Let us attend, especially readers who are clergy or who hold positions of power and prestige in religious institutions, such as seminaries or ecclesiastical bureaucracies.
Therefore whatever you have said in the dark shall be heard in the light, and what you have whispered in private rooms shall be proclaimed upon the housetops.
This leads us, of course, to the infamous Ashley Madison website used by legions of people who were -- they thought -- anonymously seeking sexual affairs. They didn't expect hackers to shout their sins from the digital rooftops.
This is especially true for clergy, people in a line of work that includes just as many stressed-out sinners as any other. Journalists, if you want to get the big picture on the impact of this scandal in pulpits, check out the recent Christianity Today essays by the online evangelical maven Ed Stetzer, who has been on fire writing about this tragic situation.
The scandal has claimed many victims, but the story GetReligion writers have been hearing about is a CNN report on the case of the Rev. John Gibson, a pastor and professor at New Orleans Baptist Theological Seminary. In his case, this fall from grace left him shattered. The result was suicide. Gibson's wife, Christi, discovered his body.
In his suicide note, Gibson chronicled his demons. He also mentioned Ashley Madison.
"He talked about depression. He talked about having his name on there, and he said he was just very, very sorry," Christi said. "What we know about him is that he poured his life into other people, and he offered grace and mercy and forgiveness to everyone else, but somehow he couldn't extend that to himself." ...
Gibson said her husband was likely worried he'd lose his job.
"It wasn't so bad that we wouldn't have forgiven it, and so many people have said that to us, but for John, it carried such a shame," she said.
Focus on that first quotation from Christi Gibson. There isn't much faith content there, but what is there is crucial. This leads to a note from a very observant GetReligion reader. Several readers wrote me about this, including a pastor. The reader notes:
In the article there is a quote from the interview: "What we know about him is that he poured his life into other people, and he offered grace and mercy and forgiveness to everyone else, but somehow he couldn't extend that to himself." In the video the middle is edited out so that you hear "he poured his life into other people ... but he couldn't extend that to himself."

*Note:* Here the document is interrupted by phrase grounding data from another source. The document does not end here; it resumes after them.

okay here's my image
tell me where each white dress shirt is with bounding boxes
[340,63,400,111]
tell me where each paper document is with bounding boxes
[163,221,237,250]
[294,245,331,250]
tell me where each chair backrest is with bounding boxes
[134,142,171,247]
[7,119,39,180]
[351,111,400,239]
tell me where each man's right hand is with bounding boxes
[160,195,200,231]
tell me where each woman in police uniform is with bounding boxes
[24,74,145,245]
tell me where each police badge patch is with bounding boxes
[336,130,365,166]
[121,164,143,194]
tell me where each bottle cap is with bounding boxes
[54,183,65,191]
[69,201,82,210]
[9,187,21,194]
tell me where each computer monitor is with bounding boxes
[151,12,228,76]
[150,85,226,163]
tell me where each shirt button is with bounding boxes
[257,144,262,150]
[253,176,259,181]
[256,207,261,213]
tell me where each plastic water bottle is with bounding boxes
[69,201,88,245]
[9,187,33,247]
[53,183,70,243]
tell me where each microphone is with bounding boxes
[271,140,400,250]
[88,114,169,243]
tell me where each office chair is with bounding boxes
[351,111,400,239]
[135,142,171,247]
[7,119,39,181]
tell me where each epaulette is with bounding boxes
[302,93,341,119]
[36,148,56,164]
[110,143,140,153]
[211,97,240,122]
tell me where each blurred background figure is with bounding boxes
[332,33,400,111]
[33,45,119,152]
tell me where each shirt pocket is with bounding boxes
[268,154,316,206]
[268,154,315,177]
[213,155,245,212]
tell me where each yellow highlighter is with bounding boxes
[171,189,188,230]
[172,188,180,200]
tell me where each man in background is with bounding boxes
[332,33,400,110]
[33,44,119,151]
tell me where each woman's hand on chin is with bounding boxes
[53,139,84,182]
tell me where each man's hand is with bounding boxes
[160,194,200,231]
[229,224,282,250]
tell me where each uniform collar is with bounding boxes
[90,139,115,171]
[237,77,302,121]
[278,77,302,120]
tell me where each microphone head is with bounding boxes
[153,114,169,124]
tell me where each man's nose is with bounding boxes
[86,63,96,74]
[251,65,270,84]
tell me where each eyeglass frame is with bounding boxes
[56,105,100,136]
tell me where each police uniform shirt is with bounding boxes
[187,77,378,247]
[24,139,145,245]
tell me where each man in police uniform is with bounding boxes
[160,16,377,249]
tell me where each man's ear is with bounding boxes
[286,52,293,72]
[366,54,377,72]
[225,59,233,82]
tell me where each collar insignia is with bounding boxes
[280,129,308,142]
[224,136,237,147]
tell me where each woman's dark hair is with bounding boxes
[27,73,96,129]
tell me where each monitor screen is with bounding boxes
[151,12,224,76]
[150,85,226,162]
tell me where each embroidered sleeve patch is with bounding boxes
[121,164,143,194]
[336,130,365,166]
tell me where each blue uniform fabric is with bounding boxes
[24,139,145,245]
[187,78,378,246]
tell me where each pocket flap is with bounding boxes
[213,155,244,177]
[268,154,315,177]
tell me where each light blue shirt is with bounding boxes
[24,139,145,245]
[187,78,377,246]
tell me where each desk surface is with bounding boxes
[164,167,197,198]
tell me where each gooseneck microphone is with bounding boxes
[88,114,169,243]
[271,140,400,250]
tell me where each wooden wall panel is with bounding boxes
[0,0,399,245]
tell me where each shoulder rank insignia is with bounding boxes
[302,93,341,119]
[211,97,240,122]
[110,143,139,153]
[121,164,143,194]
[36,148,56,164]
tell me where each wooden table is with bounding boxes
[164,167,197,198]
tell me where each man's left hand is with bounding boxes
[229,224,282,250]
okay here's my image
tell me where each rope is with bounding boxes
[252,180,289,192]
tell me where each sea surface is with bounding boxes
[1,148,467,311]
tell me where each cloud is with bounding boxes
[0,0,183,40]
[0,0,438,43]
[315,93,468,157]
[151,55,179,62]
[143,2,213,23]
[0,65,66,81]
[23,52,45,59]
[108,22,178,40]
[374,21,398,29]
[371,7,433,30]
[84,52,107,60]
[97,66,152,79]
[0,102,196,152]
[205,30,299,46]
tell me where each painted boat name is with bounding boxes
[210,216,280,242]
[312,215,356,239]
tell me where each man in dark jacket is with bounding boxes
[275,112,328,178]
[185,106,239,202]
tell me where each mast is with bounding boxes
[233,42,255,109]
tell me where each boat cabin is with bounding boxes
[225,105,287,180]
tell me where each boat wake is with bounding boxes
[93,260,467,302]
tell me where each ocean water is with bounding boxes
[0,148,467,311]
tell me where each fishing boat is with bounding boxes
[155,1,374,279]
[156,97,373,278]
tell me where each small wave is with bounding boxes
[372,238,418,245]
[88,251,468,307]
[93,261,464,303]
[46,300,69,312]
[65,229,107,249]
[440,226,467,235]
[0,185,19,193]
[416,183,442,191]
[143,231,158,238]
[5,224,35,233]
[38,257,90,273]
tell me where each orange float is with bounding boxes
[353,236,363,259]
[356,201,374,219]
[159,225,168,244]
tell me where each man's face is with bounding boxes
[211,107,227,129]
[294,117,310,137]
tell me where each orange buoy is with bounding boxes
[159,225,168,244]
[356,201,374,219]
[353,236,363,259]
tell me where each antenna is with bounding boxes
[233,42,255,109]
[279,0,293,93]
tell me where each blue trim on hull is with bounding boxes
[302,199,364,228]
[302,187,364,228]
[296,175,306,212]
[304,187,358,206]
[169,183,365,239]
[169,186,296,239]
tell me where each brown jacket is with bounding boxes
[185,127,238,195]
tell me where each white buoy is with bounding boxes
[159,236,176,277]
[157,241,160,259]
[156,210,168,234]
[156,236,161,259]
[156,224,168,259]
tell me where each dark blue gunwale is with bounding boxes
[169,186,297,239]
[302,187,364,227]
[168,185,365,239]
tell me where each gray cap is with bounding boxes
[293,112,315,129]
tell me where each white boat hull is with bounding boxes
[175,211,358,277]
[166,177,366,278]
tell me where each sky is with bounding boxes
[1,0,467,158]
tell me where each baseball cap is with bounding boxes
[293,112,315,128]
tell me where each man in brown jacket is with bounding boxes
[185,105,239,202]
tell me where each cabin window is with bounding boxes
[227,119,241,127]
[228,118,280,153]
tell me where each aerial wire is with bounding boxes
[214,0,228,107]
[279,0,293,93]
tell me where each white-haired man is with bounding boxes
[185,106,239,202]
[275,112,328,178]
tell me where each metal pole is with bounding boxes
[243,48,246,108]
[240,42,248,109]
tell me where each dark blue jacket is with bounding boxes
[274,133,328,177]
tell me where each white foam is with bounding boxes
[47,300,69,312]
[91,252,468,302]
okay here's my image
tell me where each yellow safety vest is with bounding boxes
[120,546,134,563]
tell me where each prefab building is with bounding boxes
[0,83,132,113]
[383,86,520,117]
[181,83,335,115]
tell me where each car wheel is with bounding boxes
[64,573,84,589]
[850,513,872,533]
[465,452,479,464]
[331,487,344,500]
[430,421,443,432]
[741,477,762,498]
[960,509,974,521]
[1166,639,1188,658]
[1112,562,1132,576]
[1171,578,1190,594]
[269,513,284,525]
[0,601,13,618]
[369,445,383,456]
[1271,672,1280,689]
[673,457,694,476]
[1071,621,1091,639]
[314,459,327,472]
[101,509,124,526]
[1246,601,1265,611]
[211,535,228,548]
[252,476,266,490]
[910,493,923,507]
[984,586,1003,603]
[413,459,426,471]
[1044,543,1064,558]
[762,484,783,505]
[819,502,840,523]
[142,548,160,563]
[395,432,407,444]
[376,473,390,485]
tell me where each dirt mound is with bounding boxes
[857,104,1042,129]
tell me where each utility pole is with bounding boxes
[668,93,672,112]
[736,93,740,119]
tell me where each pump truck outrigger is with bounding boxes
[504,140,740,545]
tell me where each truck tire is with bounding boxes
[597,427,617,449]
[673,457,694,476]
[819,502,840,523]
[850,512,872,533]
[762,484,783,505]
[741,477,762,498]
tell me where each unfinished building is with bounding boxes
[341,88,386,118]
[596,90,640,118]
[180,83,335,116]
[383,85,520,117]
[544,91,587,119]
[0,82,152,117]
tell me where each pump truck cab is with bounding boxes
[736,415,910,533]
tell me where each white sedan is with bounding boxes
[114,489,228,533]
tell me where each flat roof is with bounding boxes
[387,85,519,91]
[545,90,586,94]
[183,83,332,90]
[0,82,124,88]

Even the full quote has a pretty big holy ghost floating around. It seems like so much more discussion of his faith was needed for this article to have context. This is especially true since some Christian denominations view suicide as unforgivable. It seems pretty relevant to know what denomination he was a part of, since he did teach at a denominational seminary, and maybe some info on their view of suicide.
Several excellent points there. In fact, one reader sent in this URL with comments focusing completely on the lack of faith content in this CNN report -- period.
In part, that could have been caused by the focus on the TV interview material. Reporters who dug deeper into this family's tragedy drew on other sources of material -- such as remarks at Gibson's memorial service.
In particular, readers will want to look at this report from Baptist Press and, in the mainstream, this "Acts of Faith" feature from The Washington Post. There is quite a bit of theology implied, for example, in this one Post quote:
“My dad reached such a point of hopelessness and despair that he took his own life,” his son, Trey, said during his eulogy late last month. “When he closed his eyes, he opened them and felt only the warm embrace of his savior.”
One style comment: Under Associated Press Stylebook rules, should't that be "Savior" -- a reference to God -- rather than "savior," with a small "s"?
I have a similar kind of God-talk question about the quotation at the end of the CNN piece.
Since his death, his family has made a pact to be more transparent with one another about their struggles. Christi Gibson has a message for the 32 million people exposed and their communities.
"These were real people with real families, real pain and real loss," she says. But "don't underestimate the power of love. Nothing is worth the loss of a father and a husband and a friend. It just didn't merit it. It didn't merit it at all."
Raise your hand if you think there is a larger context to this brave woman's reference to "love." Clearly, in the interview, she is talking about the love of this man's family. But is that all she is talking about? I don't think so.